C’est comme donner un «coup de pied dans l’échelle» qui a permis de grimper.
On le voit encore dans les subventions. On interdit à la Jamaïque de
subventionner son lait, pas aux Etats-Unis. Le système actuel de la PI
cherche à restreindre l’utilisation des savoirs. Pourtant, comme le disait
Jefferson, ex-président américain, le savoir est comme une bougie : «Quand
elle en allume une autre, sa lumière ne faiblit pas.» Le libre accès au
savoir les tenants de l’architecture ouverte, comme Linux ou Mozilla le
savent tient du bien public mondial ! Une obligation morale. Maintenir la PI
dans les pays pauvres sur les mé ;dicaments, c’est pourtant du lose-lose, un
truc de perdant dans les deux sens. Les firmes n’y gagnent rien, les pauvres
perdent tout.
«Toutes les idées originales reposent sur des idées antérieures»,
écrivez-vous. On peut donc copier, voire contrefaire avant d’être créatif :
on l’a vu avec les dragons asiatiques ?
Ils ont fait, comme le Japon ou la Corée, de la rétro-ingénierie : créer un
objet différent avec des fonctionnalités identiques à l’objet de départ sans
contrefaire de brevet. D’autres, comme la Chine, sont souples sur la
contrefaçon. Mais là, l’enjeu n’est pas une question de survie. Dans le
droit d’auteur, l’équilibre coût-bénéfice est compliqué, même si le protéger
soixante-dix ans après la mort de l’auteur est ridicule. Idem avec la
bataille autour du téléchargement gratuit de films ou de musique,
l’équilibre est ténu.
Comment lutter contre la biopiraterie, le brevetage de ressources
naturelles ?
Compliqué, car les trips ont été façonnés pour le business. Si l’on veut
introduire de l’équité, empêcher le brevetage du riz Basmati (Inde), du rosy
periwinkle (Madagascar) ou du quinoa (Bolivie), il faut pousser les firmes à
payer, via la bioprospection et un partage des bénéfices. Pousser aussi les
Etats-Unis à ratifier la convention de Rio sur la biodiversité. Permettre
aussi une vraie transparence sur les 120 000 brevets annuels ! On est allé
trop loin.
L’un des apôtres de la PI, Bill Gates, peut-il et défendre les brevets pour
Microsoft et sa fondation pour l’accès à la santé ?

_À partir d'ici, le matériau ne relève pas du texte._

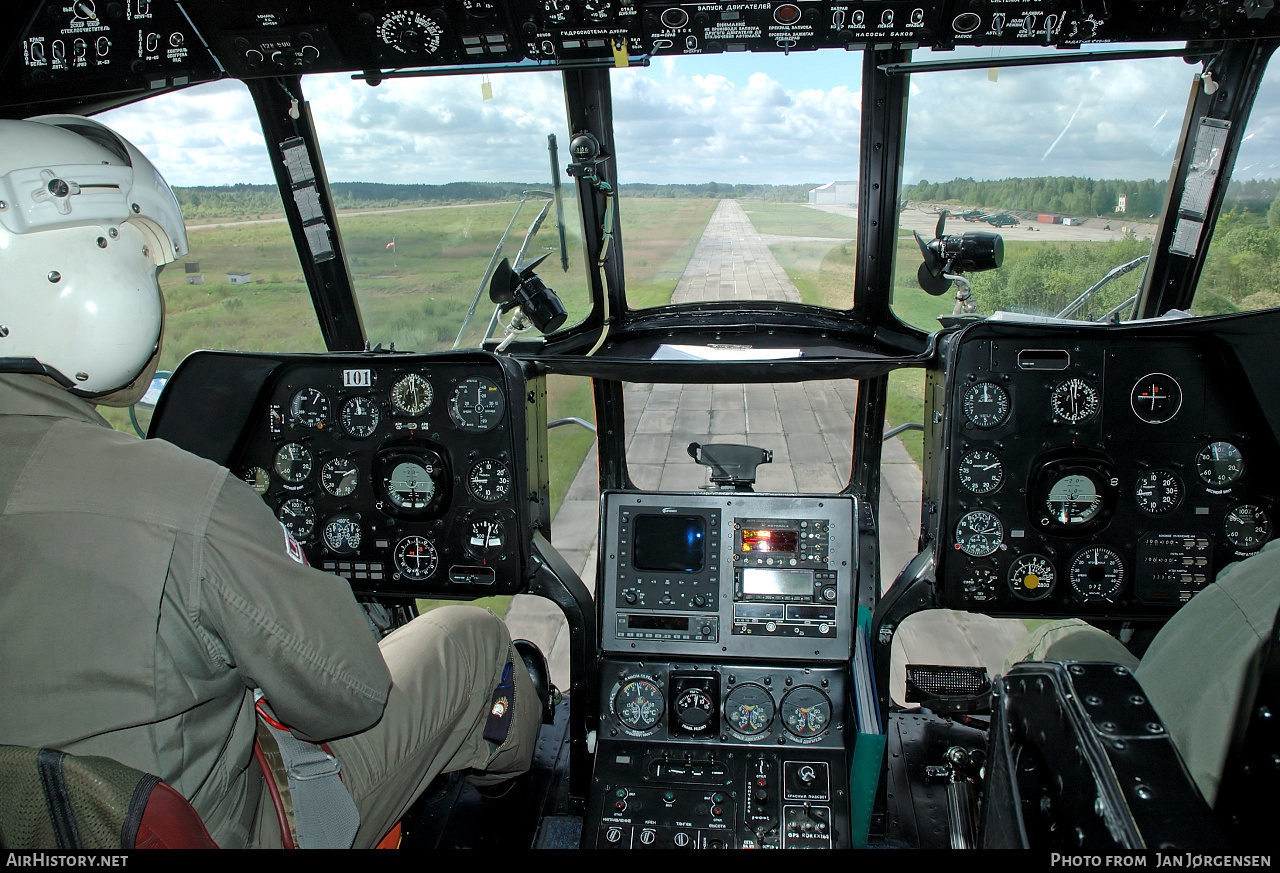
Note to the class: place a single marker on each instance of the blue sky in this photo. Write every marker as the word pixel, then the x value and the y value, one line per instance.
pixel 744 118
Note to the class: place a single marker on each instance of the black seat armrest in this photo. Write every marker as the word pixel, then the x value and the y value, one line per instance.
pixel 1079 760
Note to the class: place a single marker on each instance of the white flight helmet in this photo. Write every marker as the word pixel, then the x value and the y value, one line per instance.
pixel 85 223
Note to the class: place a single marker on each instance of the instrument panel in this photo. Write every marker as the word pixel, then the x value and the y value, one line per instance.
pixel 94 46
pixel 407 475
pixel 1097 471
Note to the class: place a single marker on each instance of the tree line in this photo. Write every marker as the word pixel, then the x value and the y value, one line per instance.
pixel 238 201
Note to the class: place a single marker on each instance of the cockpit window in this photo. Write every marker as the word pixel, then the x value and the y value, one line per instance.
pixel 758 150
pixel 439 179
pixel 1242 268
pixel 241 286
pixel 1068 163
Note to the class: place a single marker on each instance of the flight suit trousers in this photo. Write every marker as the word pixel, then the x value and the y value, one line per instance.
pixel 444 668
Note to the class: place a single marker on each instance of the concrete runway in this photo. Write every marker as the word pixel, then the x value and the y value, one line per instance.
pixel 809 429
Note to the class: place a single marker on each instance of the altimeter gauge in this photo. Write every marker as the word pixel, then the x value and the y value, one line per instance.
pixel 1096 574
pixel 979 533
pixel 984 405
pixel 981 471
pixel 410 32
pixel 1159 492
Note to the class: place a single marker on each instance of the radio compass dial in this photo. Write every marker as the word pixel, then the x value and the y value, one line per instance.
pixel 638 703
pixel 1074 401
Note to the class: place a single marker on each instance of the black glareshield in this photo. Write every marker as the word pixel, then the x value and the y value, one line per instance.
pixel 524 289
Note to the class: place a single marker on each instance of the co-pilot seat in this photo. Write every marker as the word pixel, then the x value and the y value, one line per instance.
pixel 1208 673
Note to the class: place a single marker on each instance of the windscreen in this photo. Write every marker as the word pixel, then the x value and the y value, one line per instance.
pixel 739 177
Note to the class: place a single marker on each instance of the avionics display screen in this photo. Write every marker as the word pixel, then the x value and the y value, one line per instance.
pixel 670 543
pixel 777 581
pixel 769 540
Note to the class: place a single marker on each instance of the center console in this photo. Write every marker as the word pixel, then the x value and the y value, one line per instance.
pixel 725 693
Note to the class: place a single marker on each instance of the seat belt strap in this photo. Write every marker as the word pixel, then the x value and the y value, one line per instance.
pixel 324 814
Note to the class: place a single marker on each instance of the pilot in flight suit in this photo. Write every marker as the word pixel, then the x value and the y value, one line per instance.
pixel 144 592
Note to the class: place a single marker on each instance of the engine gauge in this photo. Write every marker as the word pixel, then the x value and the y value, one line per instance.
pixel 410 32
pixel 310 407
pixel 1156 398
pixel 1032 577
pixel 981 471
pixel 1247 526
pixel 979 585
pixel 1096 574
pixel 476 405
pixel 979 533
pixel 489 480
pixel 415 557
pixel 412 394
pixel 1073 499
pixel 257 478
pixel 293 462
pixel 1159 492
pixel 298 517
pixel 749 709
pixel 360 416
pixel 339 476
pixel 805 712
pixel 1220 465
pixel 638 703
pixel 1074 401
pixel 342 534
pixel 485 536
pixel 986 405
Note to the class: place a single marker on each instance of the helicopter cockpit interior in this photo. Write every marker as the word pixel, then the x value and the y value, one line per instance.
pixel 1074 337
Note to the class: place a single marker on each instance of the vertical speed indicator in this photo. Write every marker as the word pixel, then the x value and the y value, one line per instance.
pixel 476 405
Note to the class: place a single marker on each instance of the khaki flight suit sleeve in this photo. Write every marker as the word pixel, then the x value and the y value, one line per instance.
pixel 293 631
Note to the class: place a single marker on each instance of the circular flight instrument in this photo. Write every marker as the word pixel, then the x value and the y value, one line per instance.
pixel 749 709
pixel 805 712
pixel 694 708
pixel 1156 398
pixel 1220 465
pixel 310 407
pixel 360 416
pixel 1073 499
pixel 339 476
pixel 410 32
pixel 638 703
pixel 1074 400
pixel 979 585
pixel 415 557
pixel 979 533
pixel 476 405
pixel 556 10
pixel 293 462
pixel 1032 577
pixel 1247 526
pixel 981 471
pixel 986 405
pixel 485 536
pixel 412 483
pixel 257 478
pixel 298 517
pixel 412 394
pixel 342 533
pixel 489 480
pixel 1159 492
pixel 1096 574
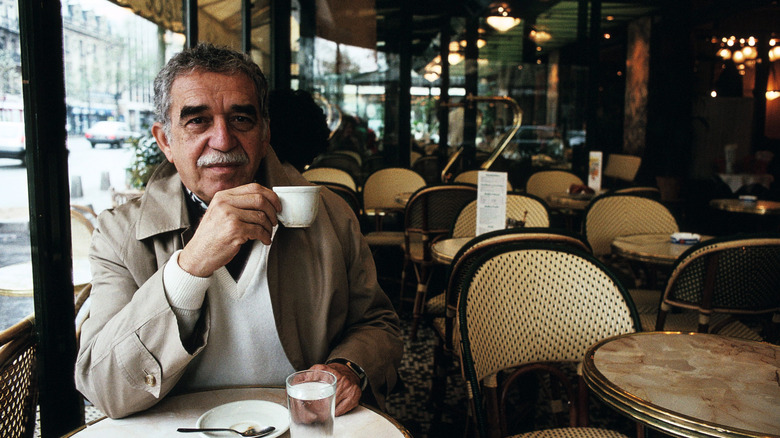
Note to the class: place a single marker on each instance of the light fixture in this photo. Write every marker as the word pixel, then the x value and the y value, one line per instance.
pixel 772 87
pixel 738 56
pixel 774 53
pixel 539 36
pixel 500 17
pixel 750 52
pixel 455 58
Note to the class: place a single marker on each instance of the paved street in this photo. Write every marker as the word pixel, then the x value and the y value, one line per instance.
pixel 89 166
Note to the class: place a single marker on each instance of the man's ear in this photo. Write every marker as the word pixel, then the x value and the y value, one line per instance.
pixel 162 140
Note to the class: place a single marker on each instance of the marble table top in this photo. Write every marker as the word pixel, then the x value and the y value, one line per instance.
pixel 444 250
pixel 690 384
pixel 173 412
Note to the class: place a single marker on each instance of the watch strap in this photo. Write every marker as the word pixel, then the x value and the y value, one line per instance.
pixel 355 368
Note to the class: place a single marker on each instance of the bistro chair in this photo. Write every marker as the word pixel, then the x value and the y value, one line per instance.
pixel 18 379
pixel 726 277
pixel 347 194
pixel 615 214
pixel 429 216
pixel 646 191
pixel 442 308
pixel 330 175
pixel 354 154
pixel 536 307
pixel 521 210
pixel 546 182
pixel 344 162
pixel 382 188
pixel 429 167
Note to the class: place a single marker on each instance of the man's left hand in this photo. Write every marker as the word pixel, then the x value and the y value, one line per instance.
pixel 348 390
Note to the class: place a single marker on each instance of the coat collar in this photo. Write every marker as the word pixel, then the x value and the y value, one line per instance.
pixel 163 207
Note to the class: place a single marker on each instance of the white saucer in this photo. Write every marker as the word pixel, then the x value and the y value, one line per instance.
pixel 242 415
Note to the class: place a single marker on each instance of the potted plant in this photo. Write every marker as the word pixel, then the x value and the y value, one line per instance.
pixel 147 156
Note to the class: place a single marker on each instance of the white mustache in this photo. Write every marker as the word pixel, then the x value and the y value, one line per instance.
pixel 237 157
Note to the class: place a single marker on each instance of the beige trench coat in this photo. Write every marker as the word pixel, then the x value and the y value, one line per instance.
pixel 322 281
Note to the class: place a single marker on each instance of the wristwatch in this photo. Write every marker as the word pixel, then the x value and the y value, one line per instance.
pixel 355 368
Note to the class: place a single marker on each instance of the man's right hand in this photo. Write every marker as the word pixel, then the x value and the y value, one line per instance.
pixel 234 216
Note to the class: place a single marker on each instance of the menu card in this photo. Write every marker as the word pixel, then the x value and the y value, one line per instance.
pixel 594 170
pixel 491 201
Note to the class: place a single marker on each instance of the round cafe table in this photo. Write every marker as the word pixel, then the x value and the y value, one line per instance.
pixel 689 384
pixel 569 201
pixel 173 412
pixel 443 251
pixel 656 249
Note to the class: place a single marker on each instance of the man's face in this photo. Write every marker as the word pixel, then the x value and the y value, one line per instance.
pixel 217 137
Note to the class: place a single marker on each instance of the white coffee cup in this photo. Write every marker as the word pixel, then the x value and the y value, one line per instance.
pixel 299 205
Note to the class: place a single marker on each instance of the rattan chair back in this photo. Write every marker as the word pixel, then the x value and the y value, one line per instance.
pixel 383 186
pixel 432 210
pixel 429 215
pixel 529 209
pixel 623 167
pixel 613 215
pixel 734 274
pixel 429 168
pixel 330 175
pixel 546 182
pixel 466 256
pixel 527 305
pixel 18 379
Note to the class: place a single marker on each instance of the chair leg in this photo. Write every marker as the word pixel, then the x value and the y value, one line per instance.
pixel 419 308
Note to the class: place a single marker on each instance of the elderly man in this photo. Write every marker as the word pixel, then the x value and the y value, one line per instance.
pixel 196 285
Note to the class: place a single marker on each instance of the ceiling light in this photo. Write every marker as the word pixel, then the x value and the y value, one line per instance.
pixel 500 17
pixel 540 36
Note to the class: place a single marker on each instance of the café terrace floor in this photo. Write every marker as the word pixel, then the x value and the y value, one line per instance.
pixel 410 402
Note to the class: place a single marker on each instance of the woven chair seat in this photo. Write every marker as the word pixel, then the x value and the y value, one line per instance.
pixel 18 379
pixel 528 307
pixel 731 275
pixel 571 432
pixel 613 215
pixel 436 305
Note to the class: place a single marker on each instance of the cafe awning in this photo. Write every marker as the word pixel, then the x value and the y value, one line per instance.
pixel 351 22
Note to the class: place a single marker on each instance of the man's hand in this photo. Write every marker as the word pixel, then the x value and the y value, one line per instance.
pixel 234 216
pixel 348 390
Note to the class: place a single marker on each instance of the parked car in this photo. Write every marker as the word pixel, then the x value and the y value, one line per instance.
pixel 12 140
pixel 113 133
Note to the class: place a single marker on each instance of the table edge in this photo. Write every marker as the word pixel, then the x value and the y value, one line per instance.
pixel 664 420
pixel 401 428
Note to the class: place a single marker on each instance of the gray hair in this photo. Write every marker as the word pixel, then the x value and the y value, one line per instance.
pixel 206 57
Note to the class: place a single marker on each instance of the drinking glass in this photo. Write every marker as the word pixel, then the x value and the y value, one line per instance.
pixel 311 399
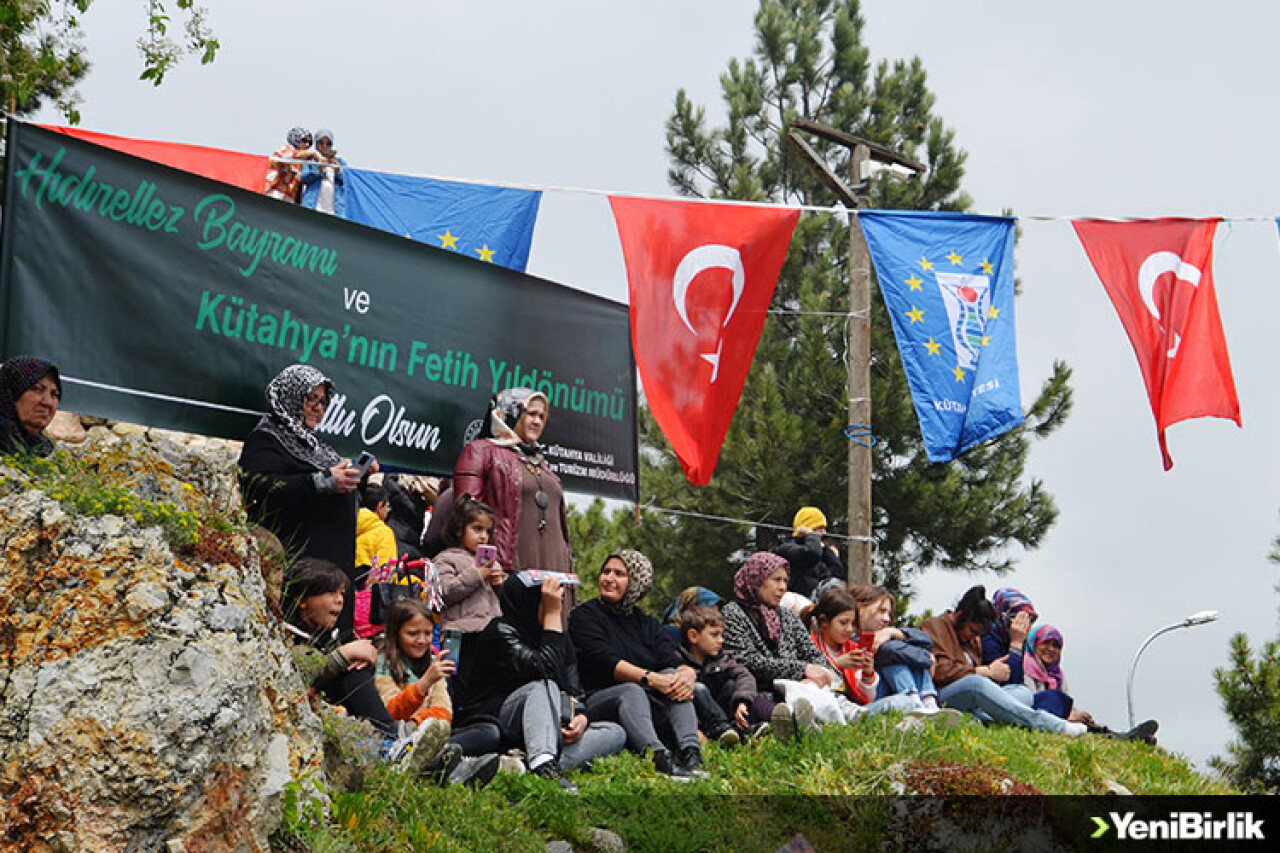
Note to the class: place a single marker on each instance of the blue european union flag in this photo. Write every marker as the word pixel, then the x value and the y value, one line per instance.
pixel 488 223
pixel 949 287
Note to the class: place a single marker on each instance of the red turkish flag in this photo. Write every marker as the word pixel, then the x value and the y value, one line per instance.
pixel 700 278
pixel 245 170
pixel 1160 276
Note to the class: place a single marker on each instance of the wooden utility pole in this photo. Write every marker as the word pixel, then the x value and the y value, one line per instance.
pixel 855 196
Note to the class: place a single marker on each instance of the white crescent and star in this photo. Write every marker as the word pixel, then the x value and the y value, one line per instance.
pixel 698 260
pixel 1156 265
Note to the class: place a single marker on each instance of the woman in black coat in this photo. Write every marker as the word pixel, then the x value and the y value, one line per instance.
pixel 295 484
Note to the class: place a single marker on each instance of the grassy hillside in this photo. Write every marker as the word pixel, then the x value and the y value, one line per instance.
pixel 830 788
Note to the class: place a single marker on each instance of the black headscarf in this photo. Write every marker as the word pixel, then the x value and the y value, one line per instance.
pixel 17 377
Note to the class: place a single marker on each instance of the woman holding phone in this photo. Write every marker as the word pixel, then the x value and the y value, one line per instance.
pixel 507 470
pixel 295 484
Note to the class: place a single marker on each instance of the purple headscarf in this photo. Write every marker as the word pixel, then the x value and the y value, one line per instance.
pixel 746 589
pixel 1033 666
pixel 1009 602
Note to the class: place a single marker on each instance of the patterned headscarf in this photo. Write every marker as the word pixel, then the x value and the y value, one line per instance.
pixel 1034 667
pixel 1009 602
pixel 17 377
pixel 746 589
pixel 283 420
pixel 639 579
pixel 504 411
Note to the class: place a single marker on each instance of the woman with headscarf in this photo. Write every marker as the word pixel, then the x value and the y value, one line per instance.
pixel 1004 642
pixel 506 469
pixel 632 670
pixel 30 392
pixel 295 484
pixel 522 673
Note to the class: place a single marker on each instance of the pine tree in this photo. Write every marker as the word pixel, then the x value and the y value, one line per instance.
pixel 1251 698
pixel 786 446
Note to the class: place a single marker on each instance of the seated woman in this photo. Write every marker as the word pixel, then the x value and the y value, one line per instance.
pixel 632 670
pixel 967 684
pixel 904 656
pixel 522 671
pixel 295 484
pixel 1004 642
pixel 1045 678
pixel 772 642
pixel 312 601
pixel 30 392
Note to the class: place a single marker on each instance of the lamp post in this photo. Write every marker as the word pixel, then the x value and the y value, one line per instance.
pixel 1202 617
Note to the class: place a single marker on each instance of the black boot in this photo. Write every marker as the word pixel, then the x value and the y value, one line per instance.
pixel 691 760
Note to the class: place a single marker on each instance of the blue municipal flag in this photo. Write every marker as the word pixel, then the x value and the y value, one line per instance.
pixel 492 224
pixel 949 287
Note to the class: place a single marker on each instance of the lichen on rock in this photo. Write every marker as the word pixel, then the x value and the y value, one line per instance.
pixel 147 698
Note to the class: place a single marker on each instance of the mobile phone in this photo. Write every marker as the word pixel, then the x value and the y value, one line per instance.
pixel 452 641
pixel 362 463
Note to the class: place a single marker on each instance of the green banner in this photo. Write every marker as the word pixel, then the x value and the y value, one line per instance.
pixel 170 300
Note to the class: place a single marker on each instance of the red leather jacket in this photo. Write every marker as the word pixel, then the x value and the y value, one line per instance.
pixel 490 473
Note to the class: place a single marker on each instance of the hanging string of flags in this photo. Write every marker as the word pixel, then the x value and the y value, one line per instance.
pixel 702 276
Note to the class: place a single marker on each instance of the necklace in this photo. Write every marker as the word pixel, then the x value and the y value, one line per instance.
pixel 540 498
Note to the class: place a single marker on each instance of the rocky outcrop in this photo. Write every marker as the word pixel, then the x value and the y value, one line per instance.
pixel 147 699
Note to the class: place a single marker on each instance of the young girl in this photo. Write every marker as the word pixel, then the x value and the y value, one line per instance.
pixel 411 682
pixel 903 656
pixel 469 588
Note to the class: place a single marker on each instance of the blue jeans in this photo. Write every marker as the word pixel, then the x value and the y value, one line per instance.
pixel 900 678
pixel 986 699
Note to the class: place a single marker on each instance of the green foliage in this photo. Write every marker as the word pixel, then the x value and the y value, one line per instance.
pixel 786 445
pixel 82 489
pixel 1251 697
pixel 828 787
pixel 42 54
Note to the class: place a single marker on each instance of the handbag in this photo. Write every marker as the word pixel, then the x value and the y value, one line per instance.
pixel 384 593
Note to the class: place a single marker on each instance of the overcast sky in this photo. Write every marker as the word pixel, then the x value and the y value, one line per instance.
pixel 1065 109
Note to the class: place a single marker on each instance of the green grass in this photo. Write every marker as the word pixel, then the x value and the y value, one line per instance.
pixel 831 788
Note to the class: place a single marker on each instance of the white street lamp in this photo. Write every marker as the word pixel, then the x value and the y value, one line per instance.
pixel 1202 617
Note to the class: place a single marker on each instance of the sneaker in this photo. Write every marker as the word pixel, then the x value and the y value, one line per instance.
pixel 475 772
pixel 784 723
pixel 691 760
pixel 425 744
pixel 1144 731
pixel 442 766
pixel 807 723
pixel 551 770
pixel 666 765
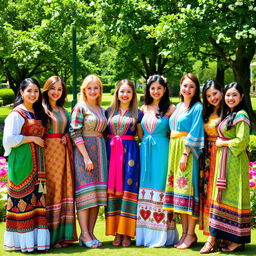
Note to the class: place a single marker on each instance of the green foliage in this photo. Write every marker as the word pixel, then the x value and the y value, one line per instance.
pixel 108 88
pixel 6 96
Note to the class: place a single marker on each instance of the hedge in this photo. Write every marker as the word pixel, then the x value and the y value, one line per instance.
pixel 7 96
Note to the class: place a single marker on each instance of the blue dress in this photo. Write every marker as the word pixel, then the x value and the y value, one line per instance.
pixel 121 211
pixel 155 226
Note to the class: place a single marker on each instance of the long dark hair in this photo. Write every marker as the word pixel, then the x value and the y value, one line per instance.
pixel 207 107
pixel 47 86
pixel 164 103
pixel 226 111
pixel 37 106
pixel 196 97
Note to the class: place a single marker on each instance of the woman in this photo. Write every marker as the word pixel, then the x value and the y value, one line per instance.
pixel 123 154
pixel 187 141
pixel 88 121
pixel 155 226
pixel 59 166
pixel 212 98
pixel 26 222
pixel 230 208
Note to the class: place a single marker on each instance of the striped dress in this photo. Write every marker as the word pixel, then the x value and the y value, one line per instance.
pixel 121 212
pixel 182 188
pixel 59 163
pixel 86 127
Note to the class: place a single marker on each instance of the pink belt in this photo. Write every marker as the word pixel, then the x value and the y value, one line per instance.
pixel 115 181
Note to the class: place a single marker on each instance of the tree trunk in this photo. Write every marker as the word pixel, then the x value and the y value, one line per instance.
pixel 241 72
pixel 220 72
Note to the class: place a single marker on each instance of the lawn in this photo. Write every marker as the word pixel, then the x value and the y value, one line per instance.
pixel 108 249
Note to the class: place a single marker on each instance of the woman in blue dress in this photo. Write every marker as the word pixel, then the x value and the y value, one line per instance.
pixel 123 155
pixel 155 226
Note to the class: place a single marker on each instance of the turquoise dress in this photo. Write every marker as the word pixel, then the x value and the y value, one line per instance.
pixel 155 226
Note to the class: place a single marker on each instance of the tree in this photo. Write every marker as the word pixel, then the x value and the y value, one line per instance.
pixel 229 26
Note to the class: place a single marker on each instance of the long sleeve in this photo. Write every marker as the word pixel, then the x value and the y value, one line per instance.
pixel 239 144
pixel 195 137
pixel 76 124
pixel 12 136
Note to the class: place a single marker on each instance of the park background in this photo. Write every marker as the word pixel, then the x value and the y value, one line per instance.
pixel 133 39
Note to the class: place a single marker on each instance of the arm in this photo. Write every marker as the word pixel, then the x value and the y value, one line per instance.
pixel 76 126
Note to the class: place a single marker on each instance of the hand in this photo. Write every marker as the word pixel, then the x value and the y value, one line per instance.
pixel 39 141
pixel 183 163
pixel 88 164
pixel 219 143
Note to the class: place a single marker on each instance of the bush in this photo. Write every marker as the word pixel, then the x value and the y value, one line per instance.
pixel 108 87
pixel 7 96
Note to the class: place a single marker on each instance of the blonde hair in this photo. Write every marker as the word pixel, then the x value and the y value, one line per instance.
pixel 87 80
pixel 133 106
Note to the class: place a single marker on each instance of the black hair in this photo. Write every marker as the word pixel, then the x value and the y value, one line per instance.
pixel 226 111
pixel 164 103
pixel 207 107
pixel 37 106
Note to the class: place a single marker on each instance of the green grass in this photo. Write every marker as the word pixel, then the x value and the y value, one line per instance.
pixel 109 250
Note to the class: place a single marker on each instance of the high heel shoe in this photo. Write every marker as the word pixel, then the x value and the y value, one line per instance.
pixel 192 243
pixel 89 244
pixel 239 247
pixel 181 240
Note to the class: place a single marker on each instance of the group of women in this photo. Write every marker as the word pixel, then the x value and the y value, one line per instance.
pixel 191 162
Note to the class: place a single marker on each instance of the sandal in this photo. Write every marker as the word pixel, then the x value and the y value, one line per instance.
pixel 118 239
pixel 209 247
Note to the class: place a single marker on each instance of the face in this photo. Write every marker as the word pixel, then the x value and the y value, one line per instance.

Gates, comme Rockfeller, utilise l’argent de son monopole illégal pour de
bonnes causes, mais cela ne justifie pas la culture du monopole. On peut
voler l’argent et le rendre aux pauvres, cela rend-il le délit moins mauvais
? Et, avec sa fondation, faire l’impasse sur la solution cruciale : toucher
aux droits de propriété intellectuelle.